I lived through the Farm Debt Crisis of the 1980s when we lost our farm and our way of life, and we weren’t alone. Many young farmers were forced out of farming, and consolidation of farmland started. If the tariffs are continued, the looming crisis could be worse than the 1980s Farm Debt Crisis, squeezing out the remaining young farmers. While I agree that China’s trade policies need revision, the unilateral decision by Trump is not the solution. This unilateral tariff puts 100 percent of the punishment on the American farmer. The bailout is too little too late, especially for southern Iowa farmers whose crops are hit by the drought, so there will be fewer bushels to sell, lower prices, higher repair costs due to the tariffs on steel and aluminum, and the bailout which will not provide adequate compensation. I would tell Washington that the isolationist tariff policies are short-sighted and will hurt farm families.
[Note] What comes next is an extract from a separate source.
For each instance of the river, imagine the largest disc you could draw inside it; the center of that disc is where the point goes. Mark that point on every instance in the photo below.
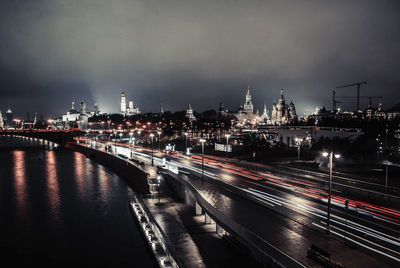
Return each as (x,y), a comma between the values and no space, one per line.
(59,207)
6. The first medical cannabis dispensary owned by MedPharm is slated to open this year in Iowa. Do you favor expanding the new medical cannabis law to approve cannabinoid oil for use with more medical conditions? Does Iowa's current law go far enough to allow patients access?
I firmly believe in expanding the medical cannabis law to allow easier access for patients. Cannabinoid oil can be prescribed for many medical problems and can be substituted for opioids, which has caused addiction problems for rural Iowa. Raising cannabis could also be an alternative crop for Iowa farmers.
7. Iowa's total tax revenue increased by 4 percent since July 2017, compared to 1.6 percent growth in the same time period the year prior. That's due to an automatic increase in Iowa tax withholdings after federal income tax cuts. The legislature will be phasing out federal deductibility for 2019 to return revenue increases to normal levels. With Iowa's coffers strained causing mid-year budget cuts, is this still a good strategy? How will this affect public school SSA, funding for mental health and water quality initiatives in Iowa?
In this period of chaos with new federal tax cuts and Iowa tax cuts pushed through during the 2018 session, I have talked with many Iowans in my District who are willing to wait and see and not jump to conclusions about tax revenue. Iowans are pragmatic and are realistic about the uncertainty of revenue and expense balancing by the State. Iowans know that less tax revenue means fewer services provided by the state. They are willing to pay a few more dollars now and not be faced with mid-term budget cuts that especially hurt education (over $11million mid-year cuts to higher education this year and only a 1 percent increase to K-12 education), health care (any change in financing needs to be done during the session, not waiting until the session ends before giving the private Medicaid companies a 7.5 percent increase), and water quality initiatives (not fully funded and not sustainable).